Noah hefted it to one side, surprised when it moved
easily. Behind it in the wall was a small safe. “Now we’re in business,” he
murmured. He re-entered the office just as Abbott was hanging up.

“Pierce’s wife didn’t show up for work this morning,”
Abbott said.

“If he did kill her,” Noah said, “why now? According
to those tax returns they’ve been married for twenty years.”

“I don’t know, but this is interesting. She’s a
biologist at an animal research lab. And guess what species they keep there? Timber
rattlers.”

Christy Lewis.
“Pierce’s wife helped him get the snake, or he got in with her key.”

“Her boss doesn’t think she’d remove an animal from
the lab. He says she’s very dedicated. He’s checking key card access. The lab
is checking their snake ‘inventory’ now.” Abbott shuddered involuntarily.
“God.”

Noah thought of Jack and how terrified he’d been.
“Pierce must have laughed at Jack for being so afraid,” he said bitterly. “I
found a safe back here. Let’s get it blown.”

Thursday, February 25, 1:50 p.m.

“Where is she? Goddammit, Olivia, where is Eve?”

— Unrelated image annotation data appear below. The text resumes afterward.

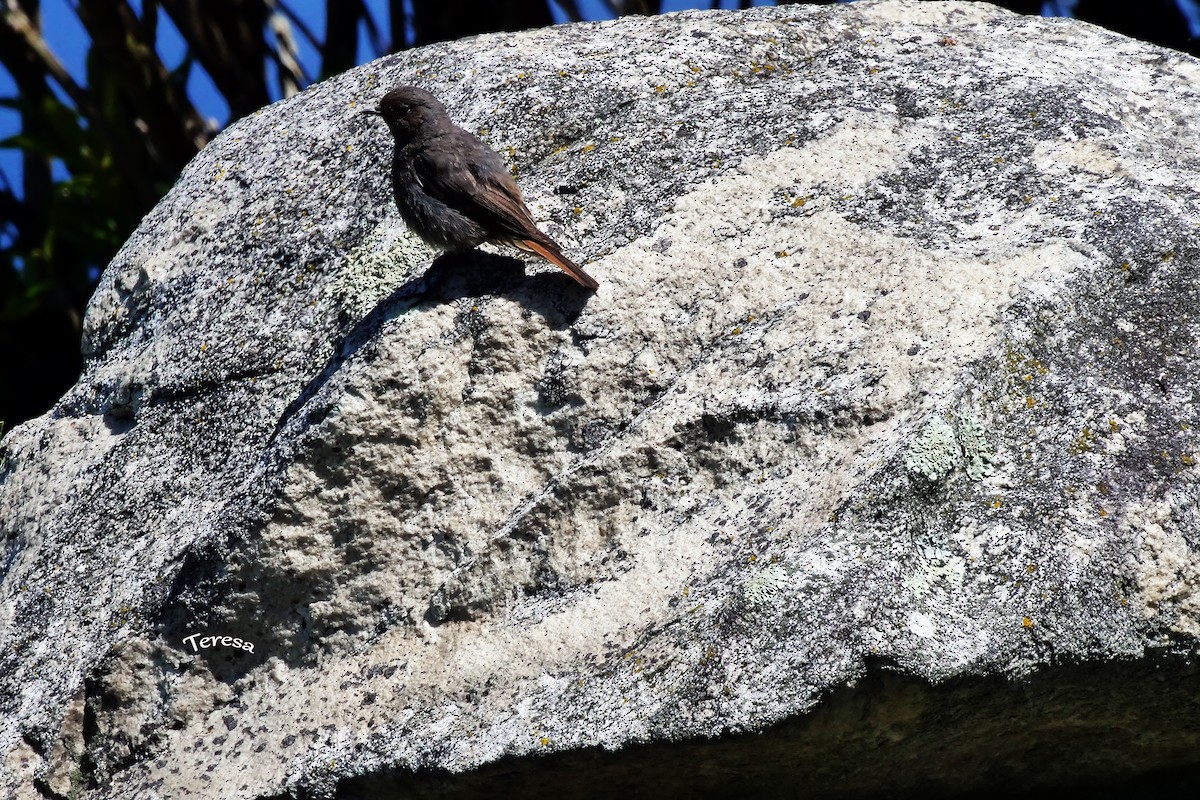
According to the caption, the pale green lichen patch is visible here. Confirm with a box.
[904,414,959,482]
[330,224,433,320]
[904,413,992,483]
[956,414,994,481]
[742,564,790,608]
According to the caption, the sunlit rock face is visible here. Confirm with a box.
[0,0,1200,799]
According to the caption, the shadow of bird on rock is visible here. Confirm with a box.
[271,249,594,443]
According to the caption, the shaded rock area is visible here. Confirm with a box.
[0,0,1200,799]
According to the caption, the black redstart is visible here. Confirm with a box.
[372,86,600,289]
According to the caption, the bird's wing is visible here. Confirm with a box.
[412,137,545,241]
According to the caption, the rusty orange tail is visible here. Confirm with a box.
[512,239,600,289]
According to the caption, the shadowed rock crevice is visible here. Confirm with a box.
[328,658,1200,800]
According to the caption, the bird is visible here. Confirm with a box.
[368,86,600,290]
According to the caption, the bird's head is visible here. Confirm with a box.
[370,86,446,143]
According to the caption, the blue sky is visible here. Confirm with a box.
[0,0,1200,199]
[0,0,769,190]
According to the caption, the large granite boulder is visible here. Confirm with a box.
[0,0,1200,799]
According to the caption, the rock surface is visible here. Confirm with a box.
[0,0,1200,799]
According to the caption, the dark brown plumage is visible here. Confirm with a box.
[374,86,600,289]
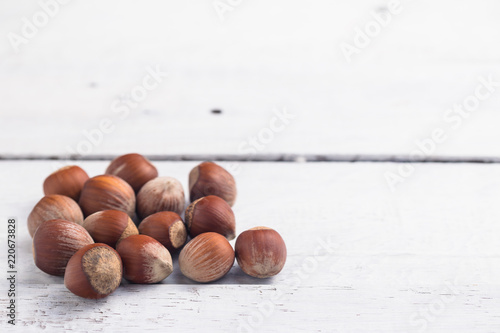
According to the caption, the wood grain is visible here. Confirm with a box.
[0,161,500,332]
[0,0,500,158]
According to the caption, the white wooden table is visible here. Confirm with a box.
[0,0,500,332]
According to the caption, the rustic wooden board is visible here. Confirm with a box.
[0,161,500,332]
[0,0,500,158]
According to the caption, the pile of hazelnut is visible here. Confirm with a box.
[28,154,286,299]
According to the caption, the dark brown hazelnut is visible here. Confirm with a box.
[106,154,158,193]
[185,195,236,240]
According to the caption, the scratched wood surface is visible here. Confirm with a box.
[0,0,500,157]
[0,161,500,332]
[0,0,500,332]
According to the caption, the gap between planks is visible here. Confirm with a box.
[0,154,500,164]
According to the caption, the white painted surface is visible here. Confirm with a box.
[0,0,500,157]
[0,161,500,332]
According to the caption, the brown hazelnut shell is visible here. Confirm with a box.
[185,195,236,240]
[64,243,123,299]
[43,165,89,201]
[139,212,187,253]
[79,175,135,217]
[235,227,286,278]
[33,219,94,276]
[28,194,83,237]
[116,235,173,283]
[179,232,234,282]
[82,210,139,248]
[137,177,186,219]
[105,153,158,193]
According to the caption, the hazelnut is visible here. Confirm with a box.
[137,177,185,218]
[116,235,173,283]
[79,175,135,217]
[82,210,139,248]
[64,243,123,299]
[139,212,187,253]
[179,232,234,282]
[28,194,83,237]
[105,154,158,193]
[185,195,236,240]
[43,165,89,201]
[33,219,94,276]
[189,162,236,207]
[235,227,286,278]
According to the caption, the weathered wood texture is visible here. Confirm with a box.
[0,161,500,332]
[0,0,500,157]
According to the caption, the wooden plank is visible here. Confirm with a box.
[0,161,500,332]
[0,0,500,158]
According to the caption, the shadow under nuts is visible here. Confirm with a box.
[105,154,158,193]
[79,175,135,217]
[179,232,234,282]
[139,212,187,253]
[189,162,236,207]
[137,177,186,218]
[83,210,139,248]
[235,227,286,278]
[33,220,94,276]
[43,165,89,201]
[28,194,83,237]
[64,243,123,299]
[116,235,173,283]
[185,195,236,240]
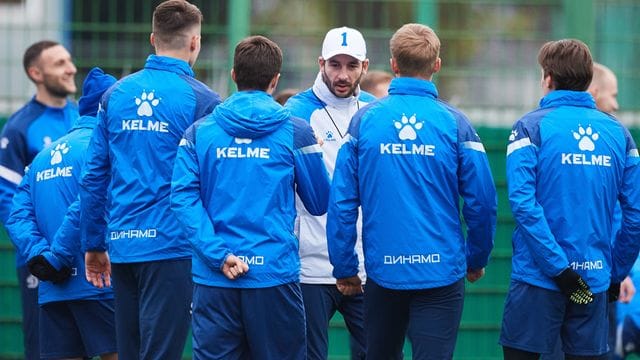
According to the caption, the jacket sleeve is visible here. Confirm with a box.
[458,120,498,270]
[80,108,111,251]
[327,135,360,279]
[611,129,640,282]
[171,126,231,270]
[507,121,569,277]
[0,126,29,224]
[293,118,329,216]
[6,172,49,260]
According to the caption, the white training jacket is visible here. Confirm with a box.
[285,73,375,284]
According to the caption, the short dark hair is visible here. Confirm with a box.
[389,24,440,76]
[22,40,60,76]
[152,0,202,49]
[233,35,282,91]
[538,39,593,91]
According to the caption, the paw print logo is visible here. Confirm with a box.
[51,143,69,165]
[571,124,600,151]
[324,130,333,141]
[234,138,252,144]
[393,114,423,140]
[136,90,161,116]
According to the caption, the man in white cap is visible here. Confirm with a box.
[285,27,375,359]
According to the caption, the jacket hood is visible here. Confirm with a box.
[213,90,291,139]
[78,67,116,116]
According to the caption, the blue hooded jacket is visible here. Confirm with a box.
[507,90,640,293]
[80,55,220,263]
[327,77,497,290]
[171,91,329,288]
[0,96,78,266]
[6,68,116,304]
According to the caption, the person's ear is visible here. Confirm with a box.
[362,59,369,74]
[389,58,400,77]
[189,35,200,52]
[267,73,280,94]
[27,66,44,84]
[542,74,554,90]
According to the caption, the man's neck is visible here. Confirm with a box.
[36,91,67,108]
[156,49,192,66]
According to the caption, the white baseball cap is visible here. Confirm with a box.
[322,26,367,61]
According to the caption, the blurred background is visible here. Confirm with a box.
[0,0,640,359]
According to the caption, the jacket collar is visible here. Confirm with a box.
[312,72,360,109]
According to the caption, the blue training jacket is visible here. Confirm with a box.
[327,77,497,290]
[7,116,113,304]
[0,96,78,266]
[80,55,220,263]
[507,90,640,293]
[171,91,329,288]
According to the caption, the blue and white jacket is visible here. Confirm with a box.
[80,55,220,263]
[0,96,78,266]
[507,90,640,293]
[171,91,329,288]
[327,77,497,290]
[7,116,113,304]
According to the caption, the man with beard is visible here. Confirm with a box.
[80,0,220,359]
[0,40,78,360]
[285,27,375,359]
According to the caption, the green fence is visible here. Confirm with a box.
[0,0,640,359]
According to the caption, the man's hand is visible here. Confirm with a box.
[27,255,71,284]
[222,255,249,280]
[618,276,636,304]
[84,251,111,289]
[336,275,364,296]
[553,268,593,305]
[467,268,484,283]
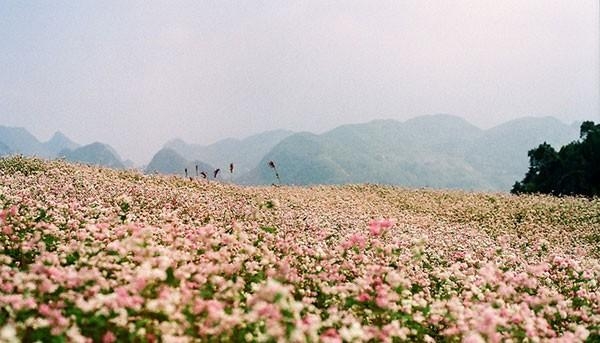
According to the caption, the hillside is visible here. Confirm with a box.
[0,125,51,157]
[146,148,215,176]
[164,130,292,175]
[0,158,600,342]
[239,115,578,191]
[58,142,125,169]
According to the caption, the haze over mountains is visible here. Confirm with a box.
[0,114,579,191]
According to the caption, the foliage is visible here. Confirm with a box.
[512,121,600,196]
[0,155,45,176]
[0,161,600,342]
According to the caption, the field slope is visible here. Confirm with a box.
[0,158,600,342]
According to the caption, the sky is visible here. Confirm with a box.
[0,0,600,164]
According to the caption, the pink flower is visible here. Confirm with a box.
[342,233,367,249]
[321,328,342,343]
[356,292,371,302]
[369,219,396,236]
[102,331,117,343]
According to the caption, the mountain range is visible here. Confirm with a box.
[0,114,579,191]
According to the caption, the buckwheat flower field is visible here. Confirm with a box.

Olivia looked up to see three men rushing toward her
desk. Two were tall, dark, one with a cane and one with his arm in a sling. The
other was lanky, blond, and old beyond his twenty years. The Hunter men had
arrived. David, his older brother Max, and Tom, who looked as if he’d been
crying. David had let the question fly across the bullpen and two detectives
had already grabbed him and were trying to hold him back.

“It’s okay,” she called to the detectives. “Let him
go.” Olivia hung her head for a minute, digging deep for the energy to do her
job and be the friend they’d need. She rose and met each man’s eyes in turn.
“We don’t know where she is, but we know who took her. Come on, I’ll tell you what
I can.”

She led them to the same small room she and Eve had
used when talking to the real Kurt Buckland’s boss at the
Mirror
only
the day before. “Sit, please. I don’t have the energy to keep looking up at the
three of you.” It wasn’t a quip, wasn’t a joke. It was the weary truth, and the
men sat, Max between them.

“We want to know what’s going on,” Max said with quiet
authority. The older brother and Tom’s stepfather, he’d clearly taken charge.
“Now.”

“Of course. How’s your arm and head?” she asked David,
taking charge back.

“Fractured and pounding,” he said between his teeth.
“You know my brother Max.”

She met Max’s steel-gray eyes, identical to David’s.
“I met you at Mia’s wedding. All right, here’s what I know. First, we took Dell
Farmer into custody last night after he tried to kill Eve and one of our
detectives.”

“Farmer ran David off the road,” Max said, but Olivia
shook her head.

“No, he did lots of other really bad stuff, but that
wasn’t Farmer.”

David had gone white beneath his winter tan. “If
Farmer’s in jail, then it’s this… Shadowland guy.”

Olivia nodded. “Yes. We had Eve en route to a safe
house when she was taken.”

David surged to his feet. “How did this happen?
Webster promised he’d watch her.”

“Sit down, David,” Olivia commanded, and vibrating
with fear and rage, he obeyed. “Noah was at the scene of another homicide.”

David looked ill. “Six. That was number six.”